16 January 2013
The South African Police Service (SAPS) made 67 000 arrests around the country over the festive season, Police Minister Nathi Mthethwa said at a media briefing in Pretoria on Tuesday.
The arrests – for crimes ranging from murder, robbery and rape to fraud, shoplifting and driving under the influence – took place during the course of a festive season safety campaign which began on 15 October and will officially end on 31 January.
A total of 704 were arrested for public violence. “We respect the right of citizens to protest as that is a constitutionally enshrined right and we have no intention to tamper with these rights,” Mthethwa said.
“We, however, firmly oppose any violent destruction of property, intimidation and murder of innocent people, while these criminal acts are being disguised and justified as public protests.”

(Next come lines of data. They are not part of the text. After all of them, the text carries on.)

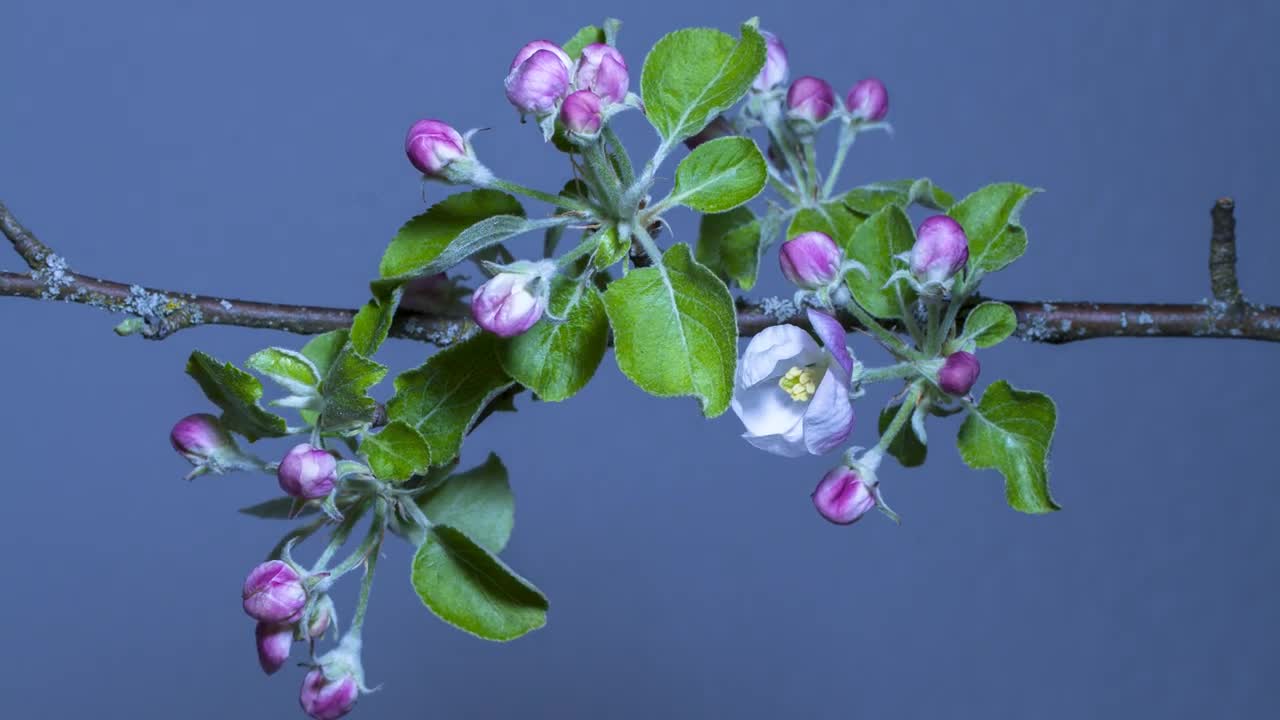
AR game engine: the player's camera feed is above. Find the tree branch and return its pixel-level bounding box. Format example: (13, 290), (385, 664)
(0, 199), (1280, 346)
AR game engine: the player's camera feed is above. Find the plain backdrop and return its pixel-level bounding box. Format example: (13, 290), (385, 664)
(0, 0), (1280, 720)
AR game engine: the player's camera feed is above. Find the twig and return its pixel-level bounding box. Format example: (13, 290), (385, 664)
(0, 199), (1280, 346)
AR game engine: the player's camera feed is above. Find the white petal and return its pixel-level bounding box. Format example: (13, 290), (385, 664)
(737, 325), (822, 387)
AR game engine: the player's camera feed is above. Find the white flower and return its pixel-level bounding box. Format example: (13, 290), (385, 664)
(732, 310), (854, 457)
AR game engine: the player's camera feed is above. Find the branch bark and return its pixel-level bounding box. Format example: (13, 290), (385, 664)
(0, 199), (1280, 346)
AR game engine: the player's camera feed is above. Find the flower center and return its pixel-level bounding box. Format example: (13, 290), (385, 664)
(778, 366), (818, 402)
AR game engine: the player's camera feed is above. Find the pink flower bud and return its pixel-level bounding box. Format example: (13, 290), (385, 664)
(275, 442), (338, 500)
(778, 232), (840, 290)
(573, 42), (631, 102)
(813, 465), (876, 525)
(471, 267), (548, 337)
(845, 77), (888, 123)
(751, 29), (787, 92)
(787, 76), (836, 123)
(911, 215), (969, 283)
(938, 350), (982, 395)
(561, 90), (604, 136)
(504, 40), (571, 115)
(253, 623), (293, 675)
(242, 560), (307, 623)
(169, 413), (239, 468)
(404, 119), (467, 178)
(298, 667), (360, 720)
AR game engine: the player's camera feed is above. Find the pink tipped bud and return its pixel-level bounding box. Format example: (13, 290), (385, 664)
(787, 76), (836, 123)
(778, 232), (840, 290)
(169, 413), (239, 468)
(938, 350), (982, 395)
(298, 667), (360, 720)
(911, 215), (969, 283)
(504, 40), (571, 115)
(275, 442), (338, 500)
(561, 90), (604, 136)
(242, 560), (307, 623)
(845, 77), (888, 123)
(813, 466), (876, 525)
(573, 44), (631, 102)
(751, 29), (787, 92)
(404, 119), (467, 178)
(253, 623), (293, 675)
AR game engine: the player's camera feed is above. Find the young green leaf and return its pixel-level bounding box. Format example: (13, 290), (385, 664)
(360, 420), (431, 483)
(498, 275), (609, 402)
(845, 205), (915, 318)
(947, 182), (1038, 273)
(387, 333), (512, 464)
(604, 243), (737, 418)
(410, 525), (547, 641)
(419, 452), (516, 552)
(960, 301), (1018, 347)
(956, 380), (1059, 512)
(187, 350), (289, 442)
(671, 137), (768, 213)
(640, 24), (764, 146)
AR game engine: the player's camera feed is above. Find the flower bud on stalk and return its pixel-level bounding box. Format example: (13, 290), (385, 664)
(275, 442), (338, 500)
(778, 232), (841, 290)
(242, 560), (307, 623)
(845, 78), (888, 123)
(938, 350), (982, 396)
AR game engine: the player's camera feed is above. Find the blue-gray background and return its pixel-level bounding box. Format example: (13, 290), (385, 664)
(0, 0), (1280, 720)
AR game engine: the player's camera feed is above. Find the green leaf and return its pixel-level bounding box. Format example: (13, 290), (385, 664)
(842, 178), (955, 215)
(879, 404), (928, 468)
(787, 200), (867, 254)
(419, 452), (516, 552)
(947, 182), (1038, 273)
(604, 243), (737, 418)
(960, 301), (1018, 347)
(387, 333), (512, 464)
(640, 24), (764, 146)
(187, 350), (289, 442)
(317, 345), (387, 434)
(956, 380), (1059, 512)
(244, 347), (320, 395)
(671, 137), (768, 213)
(562, 26), (604, 60)
(360, 420), (431, 483)
(411, 525), (547, 641)
(845, 205), (915, 318)
(498, 275), (609, 402)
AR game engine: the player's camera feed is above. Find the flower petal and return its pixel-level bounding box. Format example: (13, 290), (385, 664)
(737, 325), (822, 387)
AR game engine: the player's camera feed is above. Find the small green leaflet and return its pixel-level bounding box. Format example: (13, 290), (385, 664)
(410, 525), (547, 641)
(187, 350), (289, 442)
(671, 137), (768, 213)
(604, 243), (737, 418)
(956, 380), (1059, 514)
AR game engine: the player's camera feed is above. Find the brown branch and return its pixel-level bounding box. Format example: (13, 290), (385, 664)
(0, 200), (1280, 346)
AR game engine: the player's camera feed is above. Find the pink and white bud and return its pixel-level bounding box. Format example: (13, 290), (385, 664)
(573, 42), (631, 102)
(561, 90), (604, 137)
(751, 29), (787, 92)
(275, 442), (338, 500)
(404, 119), (467, 178)
(813, 465), (876, 525)
(845, 77), (888, 123)
(298, 667), (360, 720)
(778, 231), (841, 290)
(253, 623), (293, 675)
(911, 215), (969, 283)
(242, 560), (307, 623)
(787, 76), (836, 123)
(504, 40), (572, 115)
(938, 350), (982, 396)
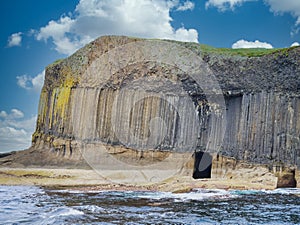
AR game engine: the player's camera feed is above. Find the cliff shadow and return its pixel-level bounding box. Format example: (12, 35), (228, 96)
(193, 152), (212, 179)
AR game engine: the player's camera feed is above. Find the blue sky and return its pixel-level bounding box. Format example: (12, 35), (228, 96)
(0, 0), (300, 152)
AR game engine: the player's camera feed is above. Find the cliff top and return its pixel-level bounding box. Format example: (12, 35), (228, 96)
(45, 36), (300, 95)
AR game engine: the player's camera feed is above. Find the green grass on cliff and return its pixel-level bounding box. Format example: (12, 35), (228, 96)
(200, 44), (284, 57)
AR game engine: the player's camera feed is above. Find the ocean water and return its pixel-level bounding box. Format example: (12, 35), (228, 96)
(0, 186), (300, 225)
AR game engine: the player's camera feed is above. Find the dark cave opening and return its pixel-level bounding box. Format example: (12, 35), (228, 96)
(193, 152), (212, 179)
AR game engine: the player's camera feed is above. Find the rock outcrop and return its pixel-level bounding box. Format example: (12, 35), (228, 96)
(2, 36), (300, 186)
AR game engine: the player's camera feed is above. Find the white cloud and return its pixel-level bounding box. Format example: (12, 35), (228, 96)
(0, 109), (36, 152)
(205, 0), (300, 26)
(205, 0), (256, 11)
(7, 32), (22, 47)
(17, 70), (45, 92)
(7, 109), (24, 119)
(176, 1), (195, 11)
(264, 0), (300, 26)
(36, 0), (198, 55)
(232, 40), (273, 49)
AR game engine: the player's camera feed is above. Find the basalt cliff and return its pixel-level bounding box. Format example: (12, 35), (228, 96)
(2, 36), (300, 187)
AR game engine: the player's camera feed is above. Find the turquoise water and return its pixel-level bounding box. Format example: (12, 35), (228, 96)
(0, 186), (300, 224)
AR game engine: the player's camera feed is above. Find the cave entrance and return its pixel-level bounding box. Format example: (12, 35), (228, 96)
(193, 152), (212, 179)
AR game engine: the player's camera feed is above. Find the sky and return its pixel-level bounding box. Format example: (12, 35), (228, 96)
(0, 0), (300, 153)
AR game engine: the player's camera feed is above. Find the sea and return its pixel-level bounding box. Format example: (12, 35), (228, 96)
(0, 186), (300, 225)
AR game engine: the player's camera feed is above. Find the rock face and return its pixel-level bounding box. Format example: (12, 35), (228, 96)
(24, 36), (300, 186)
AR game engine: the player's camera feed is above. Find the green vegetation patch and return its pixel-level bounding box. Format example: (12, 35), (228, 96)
(200, 44), (286, 57)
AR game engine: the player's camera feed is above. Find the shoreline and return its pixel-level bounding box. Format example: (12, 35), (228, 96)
(0, 167), (290, 193)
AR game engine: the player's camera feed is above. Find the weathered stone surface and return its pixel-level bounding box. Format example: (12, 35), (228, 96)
(1, 36), (300, 187)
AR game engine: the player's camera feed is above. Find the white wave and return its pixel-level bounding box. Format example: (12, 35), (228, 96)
(59, 208), (84, 216)
(138, 189), (235, 202)
(49, 207), (84, 218)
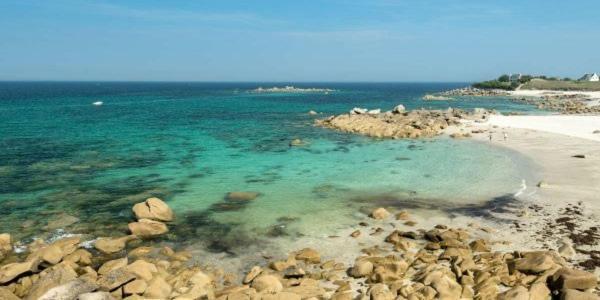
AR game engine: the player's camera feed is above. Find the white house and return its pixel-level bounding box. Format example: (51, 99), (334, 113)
(509, 73), (523, 82)
(579, 73), (600, 81)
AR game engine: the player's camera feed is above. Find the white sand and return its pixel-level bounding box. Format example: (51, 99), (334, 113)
(484, 115), (600, 141)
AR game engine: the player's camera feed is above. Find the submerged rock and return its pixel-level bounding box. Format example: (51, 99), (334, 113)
(252, 275), (283, 294)
(94, 235), (137, 254)
(127, 219), (169, 238)
(315, 108), (489, 138)
(133, 198), (173, 222)
(0, 233), (12, 262)
(0, 259), (40, 284)
(392, 104), (406, 114)
(44, 214), (79, 230)
(295, 248), (321, 264)
(370, 207), (390, 220)
(225, 192), (260, 201)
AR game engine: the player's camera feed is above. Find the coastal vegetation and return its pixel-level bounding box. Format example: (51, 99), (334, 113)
(521, 78), (600, 91)
(473, 74), (534, 91)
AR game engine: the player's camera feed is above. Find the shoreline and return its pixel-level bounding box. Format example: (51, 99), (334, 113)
(0, 108), (600, 300)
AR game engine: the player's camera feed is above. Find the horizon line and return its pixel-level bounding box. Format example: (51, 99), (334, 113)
(0, 79), (476, 84)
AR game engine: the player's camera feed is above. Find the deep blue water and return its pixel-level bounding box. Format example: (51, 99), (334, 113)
(0, 82), (536, 249)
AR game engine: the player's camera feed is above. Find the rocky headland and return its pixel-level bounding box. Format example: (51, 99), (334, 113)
(315, 105), (493, 139)
(435, 87), (510, 97)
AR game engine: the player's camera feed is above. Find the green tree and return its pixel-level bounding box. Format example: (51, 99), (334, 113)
(519, 75), (533, 83)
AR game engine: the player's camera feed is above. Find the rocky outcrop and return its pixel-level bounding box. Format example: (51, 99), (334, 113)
(132, 198), (174, 222)
(0, 199), (598, 300)
(435, 87), (510, 97)
(315, 107), (491, 138)
(127, 219), (169, 238)
(422, 94), (452, 101)
(94, 235), (137, 254)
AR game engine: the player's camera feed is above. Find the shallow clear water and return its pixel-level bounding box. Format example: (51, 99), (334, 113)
(0, 82), (535, 250)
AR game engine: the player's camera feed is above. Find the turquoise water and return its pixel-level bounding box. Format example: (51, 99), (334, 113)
(0, 82), (535, 251)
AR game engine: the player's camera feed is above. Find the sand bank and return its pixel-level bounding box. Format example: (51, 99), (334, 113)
(485, 115), (600, 142)
(508, 90), (600, 100)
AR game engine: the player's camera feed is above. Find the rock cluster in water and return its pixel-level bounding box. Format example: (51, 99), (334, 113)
(0, 198), (598, 300)
(315, 105), (493, 138)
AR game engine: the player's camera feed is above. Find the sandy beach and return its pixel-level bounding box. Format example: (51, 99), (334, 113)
(508, 90), (600, 106)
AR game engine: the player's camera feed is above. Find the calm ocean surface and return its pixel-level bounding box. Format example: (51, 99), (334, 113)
(0, 82), (535, 251)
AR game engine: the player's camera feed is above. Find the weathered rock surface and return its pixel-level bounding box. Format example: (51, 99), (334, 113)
(94, 235), (136, 254)
(127, 219), (169, 238)
(25, 264), (78, 300)
(32, 278), (98, 300)
(370, 207), (390, 220)
(315, 109), (489, 138)
(225, 192), (260, 201)
(252, 275), (283, 294)
(133, 198), (174, 222)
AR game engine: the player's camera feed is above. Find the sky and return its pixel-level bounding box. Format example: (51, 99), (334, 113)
(0, 0), (600, 82)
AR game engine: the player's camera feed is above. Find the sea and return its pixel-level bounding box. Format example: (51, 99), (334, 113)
(0, 82), (542, 253)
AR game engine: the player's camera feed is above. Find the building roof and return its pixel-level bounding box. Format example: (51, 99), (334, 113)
(579, 73), (598, 80)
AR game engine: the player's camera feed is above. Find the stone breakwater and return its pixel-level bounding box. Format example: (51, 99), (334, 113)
(0, 198), (599, 300)
(436, 87), (510, 97)
(513, 95), (600, 115)
(315, 105), (493, 139)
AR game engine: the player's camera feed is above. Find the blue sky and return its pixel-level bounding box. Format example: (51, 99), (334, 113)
(0, 0), (600, 81)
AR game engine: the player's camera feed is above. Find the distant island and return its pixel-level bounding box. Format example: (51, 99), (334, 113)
(472, 73), (600, 91)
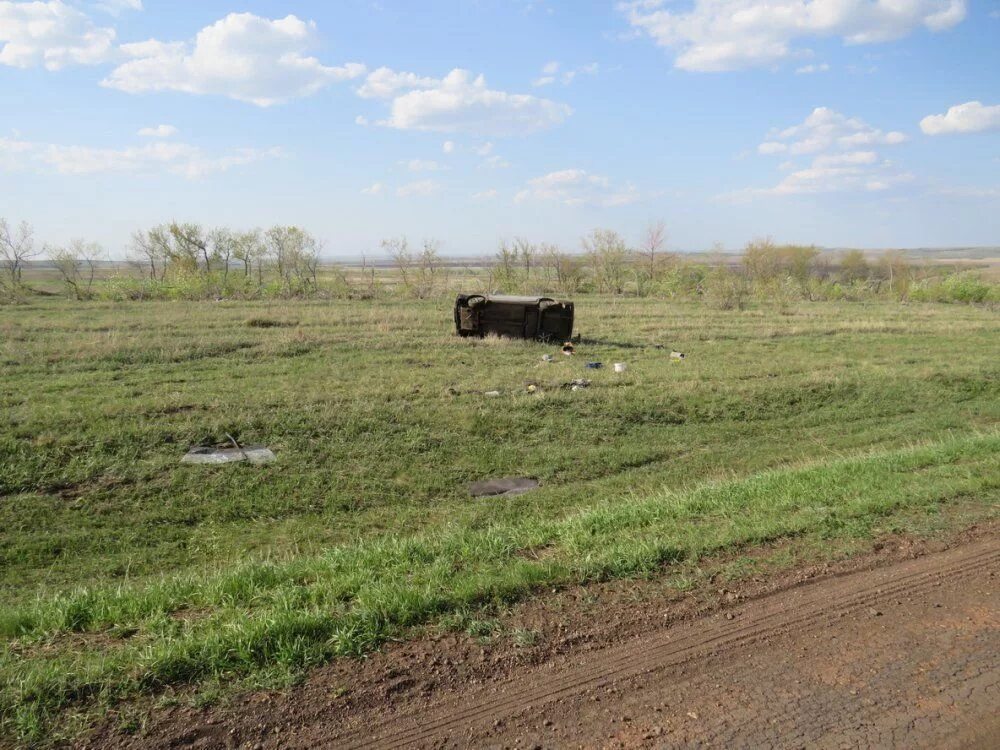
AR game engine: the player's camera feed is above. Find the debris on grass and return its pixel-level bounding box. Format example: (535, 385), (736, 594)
(246, 318), (299, 328)
(469, 477), (541, 497)
(181, 434), (275, 464)
(181, 445), (276, 464)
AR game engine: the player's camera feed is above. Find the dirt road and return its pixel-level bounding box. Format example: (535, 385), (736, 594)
(90, 536), (1000, 748)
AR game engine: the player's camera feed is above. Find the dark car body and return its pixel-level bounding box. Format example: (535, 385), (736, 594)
(455, 294), (573, 341)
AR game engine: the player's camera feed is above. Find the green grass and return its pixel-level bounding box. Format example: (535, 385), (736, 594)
(0, 298), (1000, 742)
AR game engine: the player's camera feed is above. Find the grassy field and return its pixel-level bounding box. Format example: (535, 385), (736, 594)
(0, 298), (1000, 743)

Lawlessness on the country’s roads was responsible for a high number of arrests, with crimes ranging from speeding to driving under the influence of alcohol and/or drugs.
“We remain very concerned about the lack of adherence to the rules of the road, which have resulted in fatalities and loss of lives,” the minister said said.
“We arrested 2 751 suspects for driving under the influence, which is exceptionally high.”
According to Transport Minister Ben Martins, approximately 1 465 South Africans lost their lives on the country’s roads over the festive season.
Stolen vehicles were also a problem, and Mthethwa said the police had confiscated 451 vehicles nationally, with 296 suspects arrested for theft of motor vehicles and motorcycles.
In addition, he said, 51 191 fines were issued for offences ranging from traffic violations to unlawfully running liquor outlets.
Illegal firearms and ammunition were also confiscated, with the police finding 721 guns and 7 638 rounds of ammunition, including nine commercial explosives.
Drugs also posed a threat, but the arrest of 8 889 suspects for drug-related crimes helped put a dent in the scourge.
“We confiscated 6-million grams of dagga, 2 832 grams of cocaine, 4 225 grams of nyaope [a mixture of dagga and cheap heroin] and 2 551 grams of tik [crystal methamphetamine].”
From the start of the campaign, about 1 477 901 people 501 373 vehicles were searched, with 3 614 roadblocks conducted.